Arrangements
The mechanisms that maintain materialized views for Materialize dataflows are called arrangements. Understanding arrangements better can help you make decisions that will reduce memory usage while maintaining performance.
Materialized views
Before we talk about the arrangements that maintain materialized views, let’s review what materialized views are, how they work in traditional databases, and how they work in Materialize.
A view is simply a query saved under a name for convenience; the query is executed each time the view is referenced, without any savings in performance or speed. But some databases also support something more powerful: materialized views, which save the results of the query for quicker access.
Traditional databases typically only have limited support for materialized views in two ways: first, the updates to the views generally occur at set intervals, so views are not updated in real time, and second, only a limited subset of SQL syntax is supported. In cases where a traditional database does support refreshes for each data update, it tends to be very slow. These limitations stem from limited support for incremental updates; most databases are not designed to maintain long-running incremental queries, but instead are optimized for queries that are executed once and then wound down. This means that when the data changes, the materialized view must be recomputed from scratch in all but a few simple cases.
Our raison d’être at Materialize is to manage materialized views better than this. Materialize stores materialized views in memory to make them faster to access, and incrementally updates the views as the data changes to maintain correctness.
Dataflows
Materialize can make incremental updates efficiently because it’s built on an incremental data-parallel compute engine, Differential Dataflow, which in turn is built on a distributed processing framework called Timely Dataflow.
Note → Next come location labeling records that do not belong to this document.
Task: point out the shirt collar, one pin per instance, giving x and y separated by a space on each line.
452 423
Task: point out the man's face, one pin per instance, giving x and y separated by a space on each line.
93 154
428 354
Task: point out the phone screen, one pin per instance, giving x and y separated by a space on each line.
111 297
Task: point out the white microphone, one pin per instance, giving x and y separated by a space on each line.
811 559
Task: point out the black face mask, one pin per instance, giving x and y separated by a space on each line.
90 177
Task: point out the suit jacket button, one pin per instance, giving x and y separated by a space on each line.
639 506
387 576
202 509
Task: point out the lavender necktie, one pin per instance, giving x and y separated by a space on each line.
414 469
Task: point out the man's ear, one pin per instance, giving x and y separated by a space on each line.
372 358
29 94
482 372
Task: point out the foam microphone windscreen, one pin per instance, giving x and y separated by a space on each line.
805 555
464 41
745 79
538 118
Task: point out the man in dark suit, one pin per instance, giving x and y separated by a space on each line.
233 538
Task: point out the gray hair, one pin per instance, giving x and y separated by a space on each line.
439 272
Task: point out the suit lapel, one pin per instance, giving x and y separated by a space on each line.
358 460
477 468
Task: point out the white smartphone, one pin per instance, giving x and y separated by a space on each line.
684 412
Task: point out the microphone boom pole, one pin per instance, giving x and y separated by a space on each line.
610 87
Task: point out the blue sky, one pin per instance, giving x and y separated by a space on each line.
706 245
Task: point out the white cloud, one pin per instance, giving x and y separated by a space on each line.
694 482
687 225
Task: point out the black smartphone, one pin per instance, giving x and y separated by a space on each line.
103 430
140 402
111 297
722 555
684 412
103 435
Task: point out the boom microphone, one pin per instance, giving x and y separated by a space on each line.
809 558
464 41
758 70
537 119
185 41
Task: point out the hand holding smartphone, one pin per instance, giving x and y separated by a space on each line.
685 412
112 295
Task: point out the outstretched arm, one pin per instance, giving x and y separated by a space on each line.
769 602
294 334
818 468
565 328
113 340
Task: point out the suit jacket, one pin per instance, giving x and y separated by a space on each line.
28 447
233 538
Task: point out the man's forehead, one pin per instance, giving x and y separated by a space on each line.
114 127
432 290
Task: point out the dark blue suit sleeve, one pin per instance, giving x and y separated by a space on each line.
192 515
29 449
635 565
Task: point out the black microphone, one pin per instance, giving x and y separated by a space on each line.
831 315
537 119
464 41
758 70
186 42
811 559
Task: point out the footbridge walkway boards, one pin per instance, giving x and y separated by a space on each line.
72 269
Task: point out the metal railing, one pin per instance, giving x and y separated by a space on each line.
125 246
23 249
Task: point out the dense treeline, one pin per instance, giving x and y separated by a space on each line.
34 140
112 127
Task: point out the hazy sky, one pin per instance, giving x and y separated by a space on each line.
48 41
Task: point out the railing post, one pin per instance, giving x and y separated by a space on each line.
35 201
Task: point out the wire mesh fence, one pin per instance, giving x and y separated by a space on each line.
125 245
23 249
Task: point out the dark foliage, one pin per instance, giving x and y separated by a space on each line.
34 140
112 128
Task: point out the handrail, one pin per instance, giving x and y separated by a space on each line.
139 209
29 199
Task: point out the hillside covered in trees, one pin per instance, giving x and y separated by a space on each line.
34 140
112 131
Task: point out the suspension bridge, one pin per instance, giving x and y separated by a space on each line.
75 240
When you create a materialized view and issue a query, Materialize creates a dataflow. A dataflow consists of instructions on how to respond to data input and to changes to that data. Once executed, the dataflow computes and stores the result of the SQL query in memory, polls the source for updates, and then incrementally updates the query results when new data arrives.
Collections
Materialize dataflows act on collections of data, multisets that store each event in an update stream as a triple of (data, time, diff)
.
Term | Definition |
---|---|
data | The record update. |
time | The logical timestamp of the update. |
diff | The change in the number of copies of the record (typically -1 for deletion, 1 for addition). |
Arrangements
A collection provides a data stream of updates as they happen. To provide fast access to the changes to individual records, the collection can be represented in an alternate form, indexed on data
to present the sequence of changes (time, diff
) the collection has undergone. This indexed representation is called an arrangement.
Materialize builds and maintains indexes on both the input and output collections as well as for many intermediate collections created when processing a query. Because queries can overlap, Materialize might need to build the exact same indexes for multiple queries. Instead of performing redundant work, Materialize builds the index once and maintains it in memory, sharing the required resources across all queries that use the indexed data. The index is then effectively a sunk cost, and the cost of each query is determined only by the new work it introduces.
You can find a more detailed analysis of the arrangements built for different types of queries in our blog post on Joins in Materialize.
Arrangement size
The size of an arrangement, or amount of memory it requires, is roughly proportional to its number of distinct (data, time)
pairs, which can be small even if the number of records is large. As an illustration, consider a histogram of taxi rides grouped by the number of riders and the fare amount. The number of distinct (rider, fare)
pairs will be much smaller than the number of total rides that take place.
The amount of memory that the arrangement requires is then further reduced by background compaction of historical data.
Analyzing arrangements
Materialize provides various tools that allow you to analyze arrangements, although they are post hoc tools best used for debugging, rather than planning tools to be used before creating indexes or views. See Diagnosing Using SQL, Monitoring, and EXPLAIN
for more details.
Reducing memory usage
Creating indexes manually
When creating an arrangement for a join where the key is not clear, Materialize attempts to choose a key that will ensure that data is well distributed. If there is a primary key, that will be used; if there are source fields not required by the query, they are not included. Often Materialize can pull primary key info from a Confluent schema.
If Materialize cannot detect a primary key, the default key is the full set of columns, in order to ensure good data distribution. Creating an unmaterialized view and then specifying a custom index makes the key smaller.
For more examples of cases where you might want to create an index manually, see Joins in Materialize.
Casting the data type
Currently, Materialize handles implicit casts in a very memory-intensive way. Until this issue is resolved, you can reduce memory usage by building an index on the view with the type changed for any queries which include implicit casts, for example, when you combine 32-bit and 64-bit numbers.